The panic selling of this week—the Nikkei 225 stock index lost nearly 18% in three trading sessions before recovering a bit—has presented more bargains. Businesses such as Nissan and Nintendo aren't worth 18% less than they were before the quake. If their ability to generate long-term profits has fallen at all, it has declined much less than their stock prices.
The best Japanese companies will survive and ultimately thrive. "It's all about time horizon," says Mr. Herro. "A few weeks or months of negative earnings will not mean much to the value of these businesses in the long run."
Among his favorite Japanese stocks are Toyota Motor, Canon Inc., semiconductor producer Rohm Co. and Olympus Corp. All trade in the U.S. as American depositary receipts or U.S.-listed shares; the iShares MSCI Japan Index Fund also owns them all. Most derive at least half their sales and earnings outside Japan and years ago moved many of their factories overseas, too.
"Japanese companies are getting much better with capital allocation," says Mr. Herro. Rohm, for example, repurchased about $120 million of its own stock last month and another $39 million or so in the first week of March, a smart move when shares are cheap. Olympus—which derives most of its revenues not from cameras but from medical equipment that it sells in the U.S., Europe and Asia—increased its dividend 50% between 2009 and 2010.

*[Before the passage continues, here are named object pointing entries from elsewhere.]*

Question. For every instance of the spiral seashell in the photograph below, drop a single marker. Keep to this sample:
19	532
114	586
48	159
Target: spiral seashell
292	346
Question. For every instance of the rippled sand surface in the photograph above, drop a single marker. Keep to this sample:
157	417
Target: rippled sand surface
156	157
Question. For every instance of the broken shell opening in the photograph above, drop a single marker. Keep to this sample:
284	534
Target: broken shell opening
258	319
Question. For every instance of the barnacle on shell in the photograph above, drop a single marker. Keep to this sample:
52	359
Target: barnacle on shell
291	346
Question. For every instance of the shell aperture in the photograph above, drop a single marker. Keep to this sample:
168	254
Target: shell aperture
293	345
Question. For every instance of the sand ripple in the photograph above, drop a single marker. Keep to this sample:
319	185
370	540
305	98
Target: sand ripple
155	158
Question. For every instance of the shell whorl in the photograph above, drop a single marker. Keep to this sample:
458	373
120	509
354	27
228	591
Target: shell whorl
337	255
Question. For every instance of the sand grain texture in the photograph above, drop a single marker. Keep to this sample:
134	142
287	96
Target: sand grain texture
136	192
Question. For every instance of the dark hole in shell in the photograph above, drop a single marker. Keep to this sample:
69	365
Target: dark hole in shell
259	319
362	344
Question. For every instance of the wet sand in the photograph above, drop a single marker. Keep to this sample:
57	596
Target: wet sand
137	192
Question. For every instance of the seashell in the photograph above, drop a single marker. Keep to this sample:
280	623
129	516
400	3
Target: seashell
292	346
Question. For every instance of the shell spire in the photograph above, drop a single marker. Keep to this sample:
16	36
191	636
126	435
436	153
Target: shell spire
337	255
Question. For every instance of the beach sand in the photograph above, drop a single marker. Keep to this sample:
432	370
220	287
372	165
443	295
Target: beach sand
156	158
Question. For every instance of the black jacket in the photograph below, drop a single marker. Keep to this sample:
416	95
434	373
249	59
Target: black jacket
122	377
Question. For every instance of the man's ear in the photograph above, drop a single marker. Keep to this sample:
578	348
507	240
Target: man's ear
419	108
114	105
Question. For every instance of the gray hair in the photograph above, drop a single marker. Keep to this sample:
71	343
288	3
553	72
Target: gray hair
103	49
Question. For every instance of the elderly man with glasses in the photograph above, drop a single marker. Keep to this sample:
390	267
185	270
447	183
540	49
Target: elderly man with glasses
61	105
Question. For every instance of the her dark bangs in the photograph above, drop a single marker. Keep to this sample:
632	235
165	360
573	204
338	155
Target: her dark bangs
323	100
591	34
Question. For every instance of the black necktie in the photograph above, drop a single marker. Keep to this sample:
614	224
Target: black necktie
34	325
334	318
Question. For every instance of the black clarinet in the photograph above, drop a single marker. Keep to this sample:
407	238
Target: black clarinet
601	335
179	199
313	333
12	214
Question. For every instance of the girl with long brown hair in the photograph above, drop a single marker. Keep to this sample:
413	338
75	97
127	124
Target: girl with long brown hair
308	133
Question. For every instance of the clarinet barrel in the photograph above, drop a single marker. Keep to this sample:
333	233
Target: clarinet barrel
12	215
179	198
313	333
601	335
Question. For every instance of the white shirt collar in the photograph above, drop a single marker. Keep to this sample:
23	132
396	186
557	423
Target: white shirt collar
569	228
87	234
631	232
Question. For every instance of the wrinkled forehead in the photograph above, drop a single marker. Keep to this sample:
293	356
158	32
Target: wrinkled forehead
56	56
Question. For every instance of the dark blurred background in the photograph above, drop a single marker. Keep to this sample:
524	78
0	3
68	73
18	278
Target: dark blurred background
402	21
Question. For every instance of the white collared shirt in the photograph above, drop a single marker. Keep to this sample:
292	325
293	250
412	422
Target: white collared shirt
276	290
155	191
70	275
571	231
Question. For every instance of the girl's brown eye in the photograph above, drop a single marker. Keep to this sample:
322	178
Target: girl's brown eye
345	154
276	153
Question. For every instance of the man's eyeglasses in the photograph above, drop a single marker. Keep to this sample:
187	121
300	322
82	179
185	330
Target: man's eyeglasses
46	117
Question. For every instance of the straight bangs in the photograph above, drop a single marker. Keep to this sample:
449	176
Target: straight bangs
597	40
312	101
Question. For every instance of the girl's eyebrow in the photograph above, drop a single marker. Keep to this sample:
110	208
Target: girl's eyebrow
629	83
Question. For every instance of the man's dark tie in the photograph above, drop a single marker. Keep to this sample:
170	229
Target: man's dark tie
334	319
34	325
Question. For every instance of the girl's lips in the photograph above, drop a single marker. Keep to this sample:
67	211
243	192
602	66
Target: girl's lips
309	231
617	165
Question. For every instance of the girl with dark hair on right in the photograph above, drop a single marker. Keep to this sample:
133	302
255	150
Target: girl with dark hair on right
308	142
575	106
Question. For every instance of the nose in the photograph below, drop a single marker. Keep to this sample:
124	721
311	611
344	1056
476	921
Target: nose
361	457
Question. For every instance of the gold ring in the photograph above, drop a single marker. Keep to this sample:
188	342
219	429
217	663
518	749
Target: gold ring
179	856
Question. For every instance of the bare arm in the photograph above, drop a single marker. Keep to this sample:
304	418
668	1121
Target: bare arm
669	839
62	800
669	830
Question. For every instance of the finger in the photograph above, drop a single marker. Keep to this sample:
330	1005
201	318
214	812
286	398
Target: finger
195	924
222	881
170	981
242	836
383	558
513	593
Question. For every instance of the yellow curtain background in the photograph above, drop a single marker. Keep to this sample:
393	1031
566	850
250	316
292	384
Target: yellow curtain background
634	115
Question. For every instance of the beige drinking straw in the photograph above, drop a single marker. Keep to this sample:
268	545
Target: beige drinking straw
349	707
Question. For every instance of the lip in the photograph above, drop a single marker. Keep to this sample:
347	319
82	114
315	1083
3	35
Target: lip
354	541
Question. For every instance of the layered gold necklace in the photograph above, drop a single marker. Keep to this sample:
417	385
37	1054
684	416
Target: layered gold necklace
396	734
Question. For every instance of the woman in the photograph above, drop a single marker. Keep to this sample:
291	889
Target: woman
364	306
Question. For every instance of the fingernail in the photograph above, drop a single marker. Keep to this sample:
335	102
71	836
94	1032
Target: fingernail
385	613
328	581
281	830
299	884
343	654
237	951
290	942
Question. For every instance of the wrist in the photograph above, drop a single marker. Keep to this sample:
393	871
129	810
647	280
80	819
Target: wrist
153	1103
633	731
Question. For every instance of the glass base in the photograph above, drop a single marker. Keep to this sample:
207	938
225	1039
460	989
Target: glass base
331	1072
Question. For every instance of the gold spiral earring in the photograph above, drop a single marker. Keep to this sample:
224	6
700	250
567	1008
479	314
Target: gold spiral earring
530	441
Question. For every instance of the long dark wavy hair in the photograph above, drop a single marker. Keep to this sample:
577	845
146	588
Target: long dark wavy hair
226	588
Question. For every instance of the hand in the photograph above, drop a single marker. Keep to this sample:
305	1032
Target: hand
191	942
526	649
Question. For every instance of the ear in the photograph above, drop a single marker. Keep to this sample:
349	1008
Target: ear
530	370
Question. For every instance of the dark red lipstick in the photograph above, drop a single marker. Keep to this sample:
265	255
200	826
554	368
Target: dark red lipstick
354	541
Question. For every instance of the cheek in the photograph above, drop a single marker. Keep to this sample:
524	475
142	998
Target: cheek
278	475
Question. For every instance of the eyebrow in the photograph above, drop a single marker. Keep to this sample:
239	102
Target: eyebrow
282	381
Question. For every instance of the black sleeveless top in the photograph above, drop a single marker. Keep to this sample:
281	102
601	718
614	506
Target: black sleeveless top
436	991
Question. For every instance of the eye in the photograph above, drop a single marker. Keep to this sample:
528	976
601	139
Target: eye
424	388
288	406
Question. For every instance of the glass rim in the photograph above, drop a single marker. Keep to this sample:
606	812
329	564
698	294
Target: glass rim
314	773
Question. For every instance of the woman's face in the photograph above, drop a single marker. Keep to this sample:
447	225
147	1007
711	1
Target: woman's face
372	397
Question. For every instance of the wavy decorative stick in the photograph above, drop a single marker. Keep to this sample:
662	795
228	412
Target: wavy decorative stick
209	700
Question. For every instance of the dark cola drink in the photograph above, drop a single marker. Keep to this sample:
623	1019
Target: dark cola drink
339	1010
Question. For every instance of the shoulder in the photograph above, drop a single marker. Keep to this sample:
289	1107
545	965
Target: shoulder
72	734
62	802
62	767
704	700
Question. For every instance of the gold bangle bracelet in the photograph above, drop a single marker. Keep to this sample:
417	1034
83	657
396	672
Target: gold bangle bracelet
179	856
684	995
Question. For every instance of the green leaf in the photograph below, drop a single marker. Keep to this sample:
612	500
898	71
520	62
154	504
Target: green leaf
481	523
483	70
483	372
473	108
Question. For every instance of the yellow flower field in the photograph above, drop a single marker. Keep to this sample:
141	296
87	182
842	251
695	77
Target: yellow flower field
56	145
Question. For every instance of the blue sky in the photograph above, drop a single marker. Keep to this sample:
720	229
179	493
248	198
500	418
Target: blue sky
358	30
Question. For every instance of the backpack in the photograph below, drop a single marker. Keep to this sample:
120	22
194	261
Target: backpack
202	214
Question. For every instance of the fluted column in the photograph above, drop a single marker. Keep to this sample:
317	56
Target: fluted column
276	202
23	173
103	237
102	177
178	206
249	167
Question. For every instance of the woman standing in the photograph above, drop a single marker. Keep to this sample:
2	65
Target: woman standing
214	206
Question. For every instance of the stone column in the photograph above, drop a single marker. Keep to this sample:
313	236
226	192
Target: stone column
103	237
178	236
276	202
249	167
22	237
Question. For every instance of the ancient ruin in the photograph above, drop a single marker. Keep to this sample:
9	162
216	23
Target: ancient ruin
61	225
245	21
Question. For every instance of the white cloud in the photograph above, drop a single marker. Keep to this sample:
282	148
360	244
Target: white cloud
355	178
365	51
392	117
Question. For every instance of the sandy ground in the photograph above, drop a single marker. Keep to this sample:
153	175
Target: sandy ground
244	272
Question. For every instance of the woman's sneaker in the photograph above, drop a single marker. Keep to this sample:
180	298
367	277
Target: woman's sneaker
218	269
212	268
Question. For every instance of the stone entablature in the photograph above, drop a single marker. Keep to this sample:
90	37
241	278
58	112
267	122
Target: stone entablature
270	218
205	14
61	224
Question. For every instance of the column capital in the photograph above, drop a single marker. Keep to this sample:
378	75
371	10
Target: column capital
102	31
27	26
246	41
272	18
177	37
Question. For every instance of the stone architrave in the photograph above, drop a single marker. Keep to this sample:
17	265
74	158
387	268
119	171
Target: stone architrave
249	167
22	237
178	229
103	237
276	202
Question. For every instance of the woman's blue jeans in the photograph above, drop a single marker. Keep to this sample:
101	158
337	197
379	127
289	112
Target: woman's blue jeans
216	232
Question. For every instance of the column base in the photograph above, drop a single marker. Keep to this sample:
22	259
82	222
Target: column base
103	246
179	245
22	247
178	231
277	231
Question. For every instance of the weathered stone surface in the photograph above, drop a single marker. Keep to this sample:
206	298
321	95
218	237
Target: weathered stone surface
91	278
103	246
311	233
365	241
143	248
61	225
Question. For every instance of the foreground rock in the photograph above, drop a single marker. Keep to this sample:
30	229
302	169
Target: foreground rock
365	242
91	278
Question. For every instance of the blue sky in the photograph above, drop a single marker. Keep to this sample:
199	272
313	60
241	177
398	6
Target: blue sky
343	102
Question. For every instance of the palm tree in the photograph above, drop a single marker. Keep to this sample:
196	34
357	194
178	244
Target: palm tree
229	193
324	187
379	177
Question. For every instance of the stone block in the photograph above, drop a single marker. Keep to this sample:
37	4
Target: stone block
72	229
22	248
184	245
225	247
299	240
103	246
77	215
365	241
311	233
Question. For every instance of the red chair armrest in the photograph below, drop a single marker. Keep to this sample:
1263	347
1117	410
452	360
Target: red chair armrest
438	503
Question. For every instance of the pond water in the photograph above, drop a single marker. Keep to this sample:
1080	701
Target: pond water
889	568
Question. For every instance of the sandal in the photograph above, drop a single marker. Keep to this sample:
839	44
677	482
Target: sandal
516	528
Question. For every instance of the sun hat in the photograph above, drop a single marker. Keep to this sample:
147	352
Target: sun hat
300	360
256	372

Many U.S. investors may have even less money in Japan than they realize. The Japanese and British stock markets are about the same size and stand behind only the U.S. as the world's largest. Yet mutual funds and exchange-traded funds that invest in stocks have about 25% less of their assets in Japan than in the U.K., according to Morningstar.
If the next 20 years in Japan look like the last 20, that small position would be plenty. But Japan is a resilient nation that has reconstructed before; from 1950 to 1960, in the heyday of the "economic miracle" that followed World War II, Japanese stocks returned an annual average of 27% after inflation. The recovery from this disaster is likely to be much less robust. But some very smart investors think good stocks rarely get this cheap.